In full view of the contents, form, and legislative intent of the above provisions, it appears that Article 29 of the Enforcement Decree stipulates that an accident that occurred while commuting to or from work meeting all the requirements of each subparagraph falls under “accident that occurred during commuting to or from work under the control and management of an employer, such as using a means of transportation provided by an employer or a means of transportation equivalent thereto, etc.,” and does not stipulate that all accidents that occur during commuting to or from work are excluded from those subject to occupational accidents. Therefore, it cannot be seen as a provision that excludes all accidents that occur during commuting to or from work. Therefore, the method and route of commuting to or from work cannot be seen as having been assigned to the employee. However, there is no room to choose the method of commuting to or from work due to an urgent handling of affairs during commuting to or after normal commuting to or after work hours or the characteristics of the workplace, etc., and it cannot be deemed that it actually is closely related to or closely related to the employee’s workplace by 200 percent (see, e.g., Supreme Court Decision 2008Du168.

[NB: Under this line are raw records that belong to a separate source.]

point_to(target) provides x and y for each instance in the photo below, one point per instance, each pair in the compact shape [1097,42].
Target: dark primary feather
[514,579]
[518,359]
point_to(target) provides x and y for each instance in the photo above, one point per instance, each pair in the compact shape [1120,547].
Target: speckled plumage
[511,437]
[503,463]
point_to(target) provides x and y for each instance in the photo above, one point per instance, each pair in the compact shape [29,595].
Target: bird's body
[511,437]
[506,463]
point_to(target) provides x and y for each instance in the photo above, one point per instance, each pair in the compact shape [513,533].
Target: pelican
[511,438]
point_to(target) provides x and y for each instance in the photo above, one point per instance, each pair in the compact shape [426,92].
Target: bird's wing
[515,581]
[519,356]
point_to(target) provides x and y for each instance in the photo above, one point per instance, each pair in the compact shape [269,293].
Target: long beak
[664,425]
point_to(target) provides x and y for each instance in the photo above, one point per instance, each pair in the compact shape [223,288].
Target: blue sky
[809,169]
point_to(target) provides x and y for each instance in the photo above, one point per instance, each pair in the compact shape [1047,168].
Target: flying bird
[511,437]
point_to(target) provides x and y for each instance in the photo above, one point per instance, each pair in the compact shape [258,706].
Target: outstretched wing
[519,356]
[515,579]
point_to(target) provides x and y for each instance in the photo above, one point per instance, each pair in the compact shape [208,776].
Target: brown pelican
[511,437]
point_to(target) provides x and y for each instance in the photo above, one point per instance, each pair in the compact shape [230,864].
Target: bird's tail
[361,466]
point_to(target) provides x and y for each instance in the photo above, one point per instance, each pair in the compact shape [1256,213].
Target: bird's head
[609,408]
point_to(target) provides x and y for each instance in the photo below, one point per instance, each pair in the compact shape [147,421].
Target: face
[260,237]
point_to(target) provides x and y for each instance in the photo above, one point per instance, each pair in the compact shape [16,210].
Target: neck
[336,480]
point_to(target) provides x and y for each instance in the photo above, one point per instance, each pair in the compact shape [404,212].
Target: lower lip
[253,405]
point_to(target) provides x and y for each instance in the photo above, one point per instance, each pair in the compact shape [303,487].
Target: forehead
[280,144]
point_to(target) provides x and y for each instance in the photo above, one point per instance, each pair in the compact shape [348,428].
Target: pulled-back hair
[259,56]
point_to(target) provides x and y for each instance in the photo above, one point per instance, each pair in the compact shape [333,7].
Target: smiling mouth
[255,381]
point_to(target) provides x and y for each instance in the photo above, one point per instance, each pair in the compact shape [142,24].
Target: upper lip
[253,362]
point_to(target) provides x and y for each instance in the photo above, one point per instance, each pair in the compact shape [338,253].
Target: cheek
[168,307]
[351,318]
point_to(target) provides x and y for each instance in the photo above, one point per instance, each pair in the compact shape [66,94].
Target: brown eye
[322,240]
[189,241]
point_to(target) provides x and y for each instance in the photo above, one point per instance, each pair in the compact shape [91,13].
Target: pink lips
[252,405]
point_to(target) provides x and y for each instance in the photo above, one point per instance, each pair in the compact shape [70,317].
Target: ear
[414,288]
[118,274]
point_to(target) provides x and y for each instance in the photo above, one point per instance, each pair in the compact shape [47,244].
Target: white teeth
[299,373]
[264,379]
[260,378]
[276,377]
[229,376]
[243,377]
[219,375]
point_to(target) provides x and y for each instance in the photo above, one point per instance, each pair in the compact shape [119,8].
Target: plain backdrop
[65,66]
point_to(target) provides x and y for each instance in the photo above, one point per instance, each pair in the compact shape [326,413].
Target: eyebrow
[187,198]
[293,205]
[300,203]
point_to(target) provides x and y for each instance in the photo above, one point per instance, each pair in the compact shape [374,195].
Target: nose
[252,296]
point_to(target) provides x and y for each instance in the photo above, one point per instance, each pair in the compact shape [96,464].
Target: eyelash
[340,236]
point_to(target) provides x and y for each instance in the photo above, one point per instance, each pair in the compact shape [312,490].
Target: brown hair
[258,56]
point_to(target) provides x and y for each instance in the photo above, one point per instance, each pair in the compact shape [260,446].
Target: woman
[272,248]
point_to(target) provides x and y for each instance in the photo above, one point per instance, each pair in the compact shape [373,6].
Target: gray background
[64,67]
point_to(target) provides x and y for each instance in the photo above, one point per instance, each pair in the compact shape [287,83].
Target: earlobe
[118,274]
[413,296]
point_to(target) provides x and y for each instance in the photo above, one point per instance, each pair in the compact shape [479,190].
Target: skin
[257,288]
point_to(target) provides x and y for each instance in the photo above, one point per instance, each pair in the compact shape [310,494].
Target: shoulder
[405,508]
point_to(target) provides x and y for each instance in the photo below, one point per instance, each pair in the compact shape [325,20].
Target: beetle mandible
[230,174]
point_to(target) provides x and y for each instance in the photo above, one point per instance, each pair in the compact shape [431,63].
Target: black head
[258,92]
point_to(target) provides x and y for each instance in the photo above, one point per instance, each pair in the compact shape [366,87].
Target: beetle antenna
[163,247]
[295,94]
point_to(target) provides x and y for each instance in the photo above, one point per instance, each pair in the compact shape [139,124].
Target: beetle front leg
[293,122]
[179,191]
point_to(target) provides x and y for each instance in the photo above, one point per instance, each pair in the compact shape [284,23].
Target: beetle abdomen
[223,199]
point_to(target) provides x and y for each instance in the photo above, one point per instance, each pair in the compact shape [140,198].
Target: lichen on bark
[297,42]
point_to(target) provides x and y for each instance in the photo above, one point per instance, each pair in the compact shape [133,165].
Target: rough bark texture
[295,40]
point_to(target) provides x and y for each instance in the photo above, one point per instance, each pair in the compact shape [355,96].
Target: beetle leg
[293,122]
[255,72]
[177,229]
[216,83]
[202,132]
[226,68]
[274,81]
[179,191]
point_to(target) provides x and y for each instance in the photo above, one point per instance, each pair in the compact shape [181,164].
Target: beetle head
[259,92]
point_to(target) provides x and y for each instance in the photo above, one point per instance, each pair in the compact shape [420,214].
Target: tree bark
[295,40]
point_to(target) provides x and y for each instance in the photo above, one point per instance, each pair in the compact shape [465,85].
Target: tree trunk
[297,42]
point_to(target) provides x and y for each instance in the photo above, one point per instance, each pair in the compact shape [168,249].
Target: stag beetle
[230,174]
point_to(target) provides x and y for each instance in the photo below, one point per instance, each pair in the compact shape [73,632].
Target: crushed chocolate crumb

2. According to the reasoning of the judgment below, the court below acknowledged the facts as stated in its reasoning after comprehensively taking account of the adopted evidence, and determined that the deceased's death constitutes an occupational accident on the ground that the accident of this case occurred while the deceased, who is the husband of this case, was driving a motor vehicle owned by him and worked at the construction site of this case, cannot be deemed as actually reserved to the deceased on the method of commuting and the selection of the route, etc., and that there was a direct and close internal relationship between his work and the work

In light of the evidence duly admitted, the judgment of the court below is based on the above legal principles. In so doing, it did not err by misapprehending the legal principles on Article 37 (1) 1 (c) of the Act and Article 29 of the Enforcement Decree, or by misapprehending the legal principles on the determination of whether an accident occurred due to an occupational reason under the control and management of the employer, thereby affecting the conclusion of the judgment.

3. Therefore, the appeal is dismissed, and the costs of appeal are assessed against the losing party. It is so decided as per Disposition by the assent of all participating Justices on the bench.